In the measurement experiment, we used a ready-made geodesic hemisphere dome made of cardboard because of its availability. In the audible frequency range, the surface of the cardboard is not an ideal reflector. Yet/however at 40 kHz, we assumed it was a perfect reflector, and the experimental results were consistent with this assumption. For example, if the surface is h = 0.3 mm plastic board of ρ = 1.4 g / cm 3 with no back support, the estimated acoustic impedance at the surface is ρ h ω = 1.1 × 10 5 kg / m 2 s at 40 kHz, which is 250 times larger than the air acoustic impedance.

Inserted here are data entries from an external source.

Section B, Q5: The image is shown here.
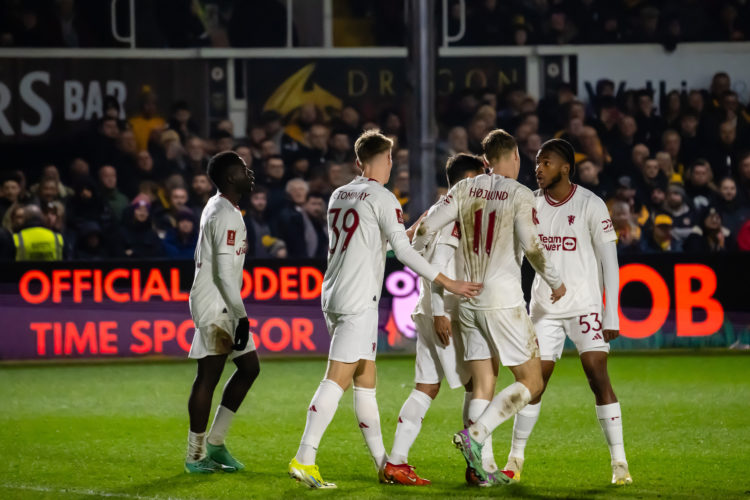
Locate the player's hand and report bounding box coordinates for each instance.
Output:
[406,210,427,242]
[232,318,250,351]
[433,316,453,346]
[443,280,484,299]
[550,283,567,304]
[602,330,620,342]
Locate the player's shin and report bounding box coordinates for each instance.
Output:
[596,402,627,464]
[354,386,386,470]
[508,402,542,459]
[388,389,432,465]
[468,399,497,472]
[469,382,531,442]
[295,379,344,465]
[208,405,234,446]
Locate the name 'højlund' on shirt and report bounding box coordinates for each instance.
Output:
[333,191,371,201]
[469,188,508,200]
[539,234,578,252]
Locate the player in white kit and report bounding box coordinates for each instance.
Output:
[289,130,481,488]
[385,153,491,486]
[415,129,565,485]
[185,151,260,473]
[505,139,632,484]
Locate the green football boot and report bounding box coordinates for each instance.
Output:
[206,443,245,472]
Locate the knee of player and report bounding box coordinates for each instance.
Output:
[416,383,440,399]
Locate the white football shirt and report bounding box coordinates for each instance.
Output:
[414,196,463,316]
[415,174,562,309]
[321,176,438,314]
[529,184,617,318]
[190,193,247,328]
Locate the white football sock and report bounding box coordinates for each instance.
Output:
[186,431,206,462]
[208,405,234,446]
[596,403,628,463]
[468,399,497,472]
[388,389,432,465]
[469,382,531,443]
[508,401,542,458]
[461,392,474,429]
[294,379,344,465]
[354,386,387,470]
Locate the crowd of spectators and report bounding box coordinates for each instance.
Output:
[0,73,750,260]
[0,0,750,49]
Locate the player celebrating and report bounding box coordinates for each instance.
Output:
[505,139,633,485]
[185,151,260,473]
[289,130,481,488]
[415,129,565,485]
[385,153,492,486]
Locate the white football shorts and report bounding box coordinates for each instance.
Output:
[458,306,539,366]
[323,309,378,363]
[411,314,471,389]
[188,313,255,359]
[532,307,609,361]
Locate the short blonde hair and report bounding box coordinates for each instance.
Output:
[354,129,393,165]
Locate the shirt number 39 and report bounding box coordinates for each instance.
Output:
[328,208,359,254]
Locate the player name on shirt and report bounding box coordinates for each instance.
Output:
[539,233,577,252]
[331,191,370,201]
[469,188,508,200]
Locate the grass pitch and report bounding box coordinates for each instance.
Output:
[0,353,750,499]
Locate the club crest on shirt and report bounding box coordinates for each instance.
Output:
[235,239,248,255]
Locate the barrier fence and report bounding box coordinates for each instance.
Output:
[0,254,750,360]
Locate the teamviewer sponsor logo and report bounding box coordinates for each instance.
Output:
[539,234,578,252]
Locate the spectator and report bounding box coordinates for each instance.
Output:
[128,85,167,151]
[708,121,738,178]
[716,177,750,235]
[274,179,317,258]
[326,129,353,162]
[640,214,682,253]
[685,158,718,211]
[657,184,696,241]
[169,101,198,144]
[185,136,210,175]
[3,201,28,234]
[244,185,286,259]
[188,174,214,220]
[120,195,165,259]
[153,185,188,232]
[576,160,612,200]
[41,201,66,234]
[683,206,737,253]
[612,201,641,254]
[13,205,63,261]
[164,207,198,260]
[65,177,114,236]
[99,165,129,222]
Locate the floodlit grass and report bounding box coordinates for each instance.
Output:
[0,353,750,499]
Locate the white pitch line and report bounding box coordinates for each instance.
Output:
[0,484,187,500]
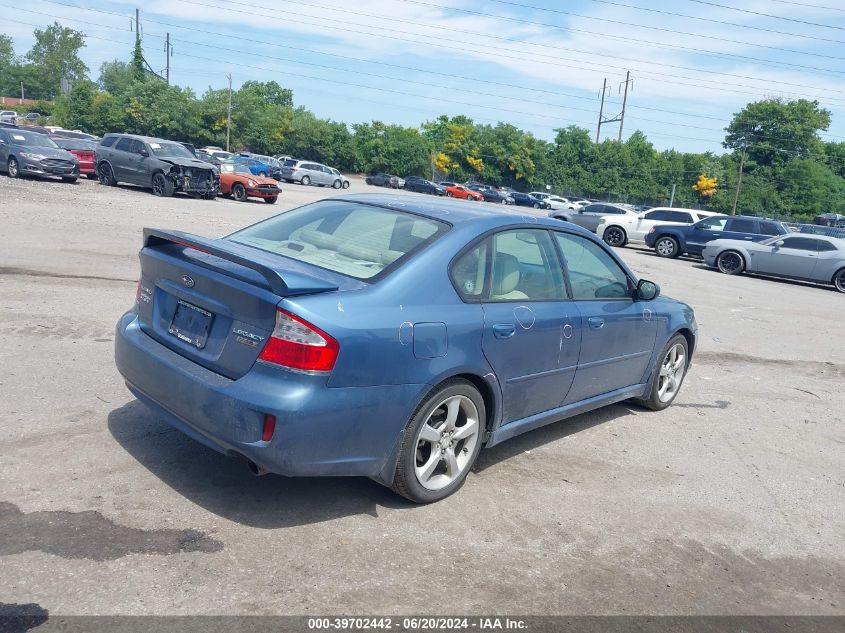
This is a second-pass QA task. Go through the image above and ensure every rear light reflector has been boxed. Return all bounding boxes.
[258,309,340,372]
[261,413,276,442]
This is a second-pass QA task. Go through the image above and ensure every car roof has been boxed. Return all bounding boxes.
[332,193,595,237]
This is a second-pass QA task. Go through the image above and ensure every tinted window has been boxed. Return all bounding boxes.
[451,239,490,301]
[114,136,132,152]
[555,233,630,299]
[760,222,782,235]
[696,217,728,231]
[669,211,692,224]
[781,237,819,252]
[645,211,671,222]
[490,230,565,301]
[226,200,448,279]
[728,218,757,233]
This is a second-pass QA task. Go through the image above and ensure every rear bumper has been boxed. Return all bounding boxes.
[115,312,422,481]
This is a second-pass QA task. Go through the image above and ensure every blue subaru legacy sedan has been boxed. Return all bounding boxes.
[115,194,697,503]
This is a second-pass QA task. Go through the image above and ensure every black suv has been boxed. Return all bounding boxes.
[96,134,220,200]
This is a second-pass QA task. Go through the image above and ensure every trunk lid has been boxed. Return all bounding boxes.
[138,229,340,379]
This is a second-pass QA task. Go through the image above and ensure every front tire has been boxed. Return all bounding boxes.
[232,182,247,202]
[833,268,845,292]
[654,237,681,259]
[153,171,175,198]
[716,251,745,275]
[602,226,628,248]
[636,334,689,411]
[393,379,487,503]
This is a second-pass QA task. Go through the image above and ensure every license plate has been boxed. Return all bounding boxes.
[167,300,214,349]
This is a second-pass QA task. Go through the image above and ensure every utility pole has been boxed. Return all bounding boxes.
[164,33,173,86]
[596,70,634,143]
[616,70,634,142]
[731,146,745,215]
[596,77,607,144]
[226,73,232,152]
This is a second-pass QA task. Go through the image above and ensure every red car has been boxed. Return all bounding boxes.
[50,137,97,179]
[446,185,484,201]
[220,162,282,204]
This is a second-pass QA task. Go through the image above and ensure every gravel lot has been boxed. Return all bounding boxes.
[0,176,845,615]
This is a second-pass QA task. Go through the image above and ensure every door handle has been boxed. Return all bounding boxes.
[493,323,516,338]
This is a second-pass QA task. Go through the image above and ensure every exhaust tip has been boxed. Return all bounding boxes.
[246,459,270,477]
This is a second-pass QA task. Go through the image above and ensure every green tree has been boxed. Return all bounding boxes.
[723,99,830,165]
[26,22,88,96]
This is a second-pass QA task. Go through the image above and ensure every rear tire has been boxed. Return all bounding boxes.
[232,182,248,202]
[635,334,689,411]
[153,171,176,198]
[654,237,681,259]
[716,251,745,275]
[393,379,487,503]
[602,226,628,248]
[97,163,117,187]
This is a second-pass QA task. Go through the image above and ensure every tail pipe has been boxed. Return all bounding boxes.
[246,459,270,477]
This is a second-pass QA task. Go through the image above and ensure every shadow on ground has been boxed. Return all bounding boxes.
[108,400,631,529]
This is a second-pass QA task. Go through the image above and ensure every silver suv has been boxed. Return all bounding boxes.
[282,158,349,189]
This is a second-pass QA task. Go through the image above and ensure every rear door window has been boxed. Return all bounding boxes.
[555,233,631,300]
[226,200,449,280]
[728,218,757,233]
[114,136,132,152]
[760,222,782,235]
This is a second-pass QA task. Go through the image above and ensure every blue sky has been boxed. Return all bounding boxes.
[0,0,845,152]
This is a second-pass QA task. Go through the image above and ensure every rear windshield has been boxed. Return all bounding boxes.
[226,200,449,280]
[150,141,195,158]
[53,138,97,152]
[9,129,58,149]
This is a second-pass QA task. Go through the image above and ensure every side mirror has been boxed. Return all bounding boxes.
[634,279,660,301]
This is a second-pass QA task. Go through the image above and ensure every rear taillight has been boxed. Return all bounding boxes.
[258,309,340,372]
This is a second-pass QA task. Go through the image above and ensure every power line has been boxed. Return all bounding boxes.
[770,0,845,12]
[687,0,845,31]
[576,0,845,44]
[137,0,845,101]
[36,0,845,108]
[8,9,844,143]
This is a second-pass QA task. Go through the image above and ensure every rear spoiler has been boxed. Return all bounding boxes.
[144,228,338,297]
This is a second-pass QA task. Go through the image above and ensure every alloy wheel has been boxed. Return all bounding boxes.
[716,251,743,275]
[414,395,481,490]
[655,237,675,257]
[657,343,687,402]
[604,227,625,246]
[833,268,845,292]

The three equivalent Eqs. (14), (15), and (16) of a single-point convergence condition derived in Sec. II, especially Eq. (16), provide a rough guide for the system design of distant presentation in midair haptics with the approximated reflector and the phased array. There are two ways for a single point convergence: one is to increase the segmentation of the reflector into finer segments, and the other is to increase the array size. The approximation accuracy of segmentation is required to satisfy Eq. (16). For example, if the phased array is arranged at the center of the background sphere of the approximated reflector, the segment size needs to be smaller than half the size of the array.

The phased array is also required to be enlarged for a single-point convergence. However, according to the numerical simulations in Sec. III B 3, even with a limited number of sound sources, the approximated reflector can form a sufficiently small single spot by arranging the sound sources apart and enlarging the phased array size. Importantly, this indicates that the reflected sound waves can converge to a single small spot by even using a poorly accurate approximated concave surface as long as the convergence condition is satisfied. This is a remarkable factor and a great advantage for long-distance haptic presentations and applications requiring a large workspace.

In this paper, we confined our discussion to a planar segment approximation of a sphere, although, the analysis can be extended to curved surfaces with more complex shapes. The approximation of the sound pressure distribution on a given observation plane can be obtained by giving a plane approximation surface to a curved surface and then considering the focus formation and interference caused by imaginary sound sources.

This paper verifies the convergence of the focal point when approximating the concave surface onto multiple planes. A mirrored phased array produced by the planar segments forms a focus and concurrently creates interference among imaginary sources. A single-point convergence condition has been derived that has constrained the accuracy of the approximated reflector and the phased array size. As long as it satisfies the convergence condition, the approximated reflector can form a single focal point. Numerical simulations were conducted to confirm the validity of the convergence equation and the 5% tolerance of the segment size for the reflector deformation. We also conducted a measurement campaign and confirmed that the polyhedral reflector was able to form a single small focus by controlling the phase shift of the sound source.

This work was supported in part by JST ACT-X JPMJAX21KJ and CAO-NEDO SIP 23201554-0.

The authors have no conflicts to disclose.

The data that support the findings of this study are available from the corresponding author upon reasonable request.